災害に強い街、千葉県浦安市に!
500億円規模のその名も、
「浦安フューチャーシティ」始動!
大和ハウス工業や富士通、三井物産など9社は、千葉県浦安市で災害に強い環境配慮型都市・スマートシティーの構築に乗り出す。産官学で開発主体となる組織をつくる。
千葉県浦安市は、東日本大震災で液状化被害が起きた。
地盤改良を施したうえで、太陽光発電や非常用の蓄電池を備え、エネルギーを最適管理できる街づくりに取り組む。
開発主体となる組織には、住宅賃貸建設のスターツコーポレーションやトヨタホーム、パナホーム、富士電機、ミサワホーム、三菱UFJ信託銀行も参加する。
千葉県浦安市にキャンパスがあり、不動産学部を持つ明海大学が都市計画づくりを担う。
浦安フューチャーシティ(仮称)の名称で開発する。
湾岸沿いの新町地区約4k㎡(4,000,000㎡=400ha=1,210,000坪)が対象。
大和ハウスなど住宅各社が2012年以降、太陽光発電設備を備えたマンションや戸建住宅を3~5年程度かけて建設する。
戸数は各社合計で約1000戸となる。
新町地区は震災で液状化した地点も多い。
このため地盤改良材を使って基礎部分を強固にしたり、地中深くまで杭を打ち込んだりするなど対策をとる。
富士通や富士電機の技術を活用して太陽電池の発電量を常時把握し、地域のエネルギー利用を最適化するシステムを2020年までに設置する。
総事業費は2020年までで500億円規模となる。
三井物産の提携先で、環境都市計画づくりに強みを持つイギリスエンジニアリング大手・アラップものノウハウも活用。
電気自動車のバスやタクシーの導入などを検討する。
政府は2010年6月に策定した新成長戦略で、再生可能エネルギーを導入する地域などを環境未来都市として指定し、補助金や規制緩和などで後押しする方針を打ち出した。
【日本経済新聞 2011年11月27日】
脱原発、千葉から洋上風力発電で
新エネルギー革命!
洋上風力は着床式と浮体式に分かれる。着床式は深さ50m程度までの比較的浅い海底に風車を固定するタイプ、浮体式は50~200m程度の海に風車を浮かべるタイプだ。

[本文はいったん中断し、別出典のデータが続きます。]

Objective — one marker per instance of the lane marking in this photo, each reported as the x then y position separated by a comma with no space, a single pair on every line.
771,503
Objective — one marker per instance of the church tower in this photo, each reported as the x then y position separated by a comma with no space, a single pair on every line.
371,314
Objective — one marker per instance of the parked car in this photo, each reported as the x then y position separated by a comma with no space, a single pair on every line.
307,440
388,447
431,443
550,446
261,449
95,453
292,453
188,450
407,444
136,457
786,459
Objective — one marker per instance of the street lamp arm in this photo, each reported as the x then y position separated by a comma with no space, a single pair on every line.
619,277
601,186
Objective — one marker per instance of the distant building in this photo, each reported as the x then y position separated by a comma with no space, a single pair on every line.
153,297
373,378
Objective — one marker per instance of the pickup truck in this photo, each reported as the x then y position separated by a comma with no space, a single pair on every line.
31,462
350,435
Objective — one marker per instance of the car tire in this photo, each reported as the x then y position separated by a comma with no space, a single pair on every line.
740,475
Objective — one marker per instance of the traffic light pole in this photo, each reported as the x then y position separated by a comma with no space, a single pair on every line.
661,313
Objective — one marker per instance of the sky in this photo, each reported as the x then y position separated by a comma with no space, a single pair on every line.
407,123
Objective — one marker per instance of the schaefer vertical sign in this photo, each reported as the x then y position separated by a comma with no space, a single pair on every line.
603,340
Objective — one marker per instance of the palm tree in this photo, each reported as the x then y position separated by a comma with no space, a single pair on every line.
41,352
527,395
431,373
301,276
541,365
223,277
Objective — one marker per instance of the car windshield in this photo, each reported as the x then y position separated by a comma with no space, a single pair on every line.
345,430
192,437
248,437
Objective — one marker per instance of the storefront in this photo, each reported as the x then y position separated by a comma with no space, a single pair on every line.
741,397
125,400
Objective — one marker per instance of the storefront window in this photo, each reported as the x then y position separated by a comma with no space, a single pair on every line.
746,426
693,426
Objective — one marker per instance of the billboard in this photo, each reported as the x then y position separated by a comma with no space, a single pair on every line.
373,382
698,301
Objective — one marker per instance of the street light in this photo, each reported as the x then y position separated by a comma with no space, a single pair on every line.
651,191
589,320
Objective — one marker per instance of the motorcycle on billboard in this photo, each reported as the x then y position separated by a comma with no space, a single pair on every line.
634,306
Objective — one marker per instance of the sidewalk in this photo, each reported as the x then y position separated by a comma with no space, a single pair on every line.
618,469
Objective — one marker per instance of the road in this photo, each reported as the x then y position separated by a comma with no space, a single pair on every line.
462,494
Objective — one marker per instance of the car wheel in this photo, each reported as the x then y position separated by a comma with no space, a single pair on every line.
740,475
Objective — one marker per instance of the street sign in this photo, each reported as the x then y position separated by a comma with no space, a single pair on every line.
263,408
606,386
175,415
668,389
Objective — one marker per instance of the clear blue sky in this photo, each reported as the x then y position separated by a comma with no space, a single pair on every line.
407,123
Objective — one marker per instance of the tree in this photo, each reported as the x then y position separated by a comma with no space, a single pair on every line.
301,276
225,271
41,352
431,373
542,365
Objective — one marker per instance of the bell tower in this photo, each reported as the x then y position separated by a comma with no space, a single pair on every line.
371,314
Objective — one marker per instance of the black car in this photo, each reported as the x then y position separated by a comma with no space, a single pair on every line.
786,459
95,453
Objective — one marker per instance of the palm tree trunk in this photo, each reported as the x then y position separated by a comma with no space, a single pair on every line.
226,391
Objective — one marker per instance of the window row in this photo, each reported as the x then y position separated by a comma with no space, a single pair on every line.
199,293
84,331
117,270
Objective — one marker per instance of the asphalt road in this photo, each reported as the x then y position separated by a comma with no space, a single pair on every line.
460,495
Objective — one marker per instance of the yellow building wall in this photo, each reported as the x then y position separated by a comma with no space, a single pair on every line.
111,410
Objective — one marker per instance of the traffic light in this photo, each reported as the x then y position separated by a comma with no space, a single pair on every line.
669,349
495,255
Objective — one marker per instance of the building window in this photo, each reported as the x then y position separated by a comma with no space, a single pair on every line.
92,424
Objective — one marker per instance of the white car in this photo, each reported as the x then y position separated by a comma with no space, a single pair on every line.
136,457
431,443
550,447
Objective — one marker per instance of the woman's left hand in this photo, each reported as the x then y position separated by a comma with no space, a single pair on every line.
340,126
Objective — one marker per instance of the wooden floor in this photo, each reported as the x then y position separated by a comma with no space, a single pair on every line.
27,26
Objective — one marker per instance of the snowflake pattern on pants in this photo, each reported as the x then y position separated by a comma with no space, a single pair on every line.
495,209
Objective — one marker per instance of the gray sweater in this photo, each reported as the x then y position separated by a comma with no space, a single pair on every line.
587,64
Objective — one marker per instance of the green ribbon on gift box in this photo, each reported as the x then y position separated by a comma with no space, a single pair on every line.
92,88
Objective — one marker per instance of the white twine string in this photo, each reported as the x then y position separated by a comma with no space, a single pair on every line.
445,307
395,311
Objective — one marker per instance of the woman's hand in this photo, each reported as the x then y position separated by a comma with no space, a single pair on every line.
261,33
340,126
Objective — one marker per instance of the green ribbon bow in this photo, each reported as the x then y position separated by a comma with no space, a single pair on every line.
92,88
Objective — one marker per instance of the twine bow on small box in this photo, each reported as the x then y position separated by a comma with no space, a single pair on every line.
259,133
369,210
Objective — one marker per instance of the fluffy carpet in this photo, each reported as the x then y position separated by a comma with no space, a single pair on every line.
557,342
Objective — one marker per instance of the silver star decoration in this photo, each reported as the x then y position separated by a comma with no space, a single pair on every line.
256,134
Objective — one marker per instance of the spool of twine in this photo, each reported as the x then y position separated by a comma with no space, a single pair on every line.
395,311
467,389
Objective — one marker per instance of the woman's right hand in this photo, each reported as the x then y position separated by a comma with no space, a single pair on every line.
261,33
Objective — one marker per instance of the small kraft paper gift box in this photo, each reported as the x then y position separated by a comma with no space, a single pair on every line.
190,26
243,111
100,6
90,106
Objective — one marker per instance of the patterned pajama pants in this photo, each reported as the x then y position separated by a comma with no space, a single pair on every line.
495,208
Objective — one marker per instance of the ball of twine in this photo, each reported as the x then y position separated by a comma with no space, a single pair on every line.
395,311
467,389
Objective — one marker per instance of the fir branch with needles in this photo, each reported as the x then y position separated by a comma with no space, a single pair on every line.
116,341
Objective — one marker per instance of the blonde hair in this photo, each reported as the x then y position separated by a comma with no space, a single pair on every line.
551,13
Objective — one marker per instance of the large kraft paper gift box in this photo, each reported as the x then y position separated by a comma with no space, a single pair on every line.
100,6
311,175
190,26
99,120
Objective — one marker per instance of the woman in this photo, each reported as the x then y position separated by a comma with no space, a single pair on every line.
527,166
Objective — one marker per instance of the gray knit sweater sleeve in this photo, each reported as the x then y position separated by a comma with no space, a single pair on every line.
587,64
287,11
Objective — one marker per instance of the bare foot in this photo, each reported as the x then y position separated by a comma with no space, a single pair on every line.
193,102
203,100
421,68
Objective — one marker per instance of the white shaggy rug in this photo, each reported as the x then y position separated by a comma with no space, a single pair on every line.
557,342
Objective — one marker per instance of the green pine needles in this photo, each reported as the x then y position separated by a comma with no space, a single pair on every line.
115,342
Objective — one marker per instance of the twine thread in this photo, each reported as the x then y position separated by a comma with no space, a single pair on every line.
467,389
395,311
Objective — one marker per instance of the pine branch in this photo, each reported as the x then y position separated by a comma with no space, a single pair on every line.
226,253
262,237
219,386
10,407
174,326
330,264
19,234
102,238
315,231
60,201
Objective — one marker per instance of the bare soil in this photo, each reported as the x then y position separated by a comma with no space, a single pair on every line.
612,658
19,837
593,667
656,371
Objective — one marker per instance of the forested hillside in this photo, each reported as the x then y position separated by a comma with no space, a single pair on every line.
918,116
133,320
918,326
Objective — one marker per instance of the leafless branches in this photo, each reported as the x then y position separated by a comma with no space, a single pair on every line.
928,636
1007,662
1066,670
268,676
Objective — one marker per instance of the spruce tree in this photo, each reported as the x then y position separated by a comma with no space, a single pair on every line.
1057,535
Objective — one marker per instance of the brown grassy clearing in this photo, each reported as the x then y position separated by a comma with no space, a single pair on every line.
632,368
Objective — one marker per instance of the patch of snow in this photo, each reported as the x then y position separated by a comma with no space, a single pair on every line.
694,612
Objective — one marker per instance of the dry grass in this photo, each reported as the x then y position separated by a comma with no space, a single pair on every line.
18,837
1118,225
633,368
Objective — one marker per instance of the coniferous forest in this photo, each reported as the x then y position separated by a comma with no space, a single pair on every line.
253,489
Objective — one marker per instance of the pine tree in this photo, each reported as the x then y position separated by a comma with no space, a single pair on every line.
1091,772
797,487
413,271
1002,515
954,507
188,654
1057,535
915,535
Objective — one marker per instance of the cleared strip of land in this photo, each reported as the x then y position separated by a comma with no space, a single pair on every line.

英国をはじめとする欧州では既に着床式が実用化され、大規模洋上ウインドファームが誕生している。だが、日本での開発はまだこれから。東京電力が千葉県銚子沖で2000kW級の着床式の実験を、今年から始めることがようやく決まったばかりだ。
中長期的に見ると、日本で最も可能性があるのは浮体式。東京大学の鈴木英之教授は、「日本近海は海底が急に深くなるため、浮体式の開発が重要になる」と言う。日本風力発電協会の試算では、洋上風力の導入可能量6800万kWのうち、浮体式が3900万kWを占める。これは原子炉30~40基分に相当する。発電コストは太陽光より安いとみられている。
既にノルウェーでは2000kW級の浮体式の実証実験を2009年夏に始めており、日本はここでも「周回遅れ」。だが、ここに来て開発に動きが出てきた。模型による室内実験の段階は終わり、いよいよ実海域での実証段階に入ってきたのだ。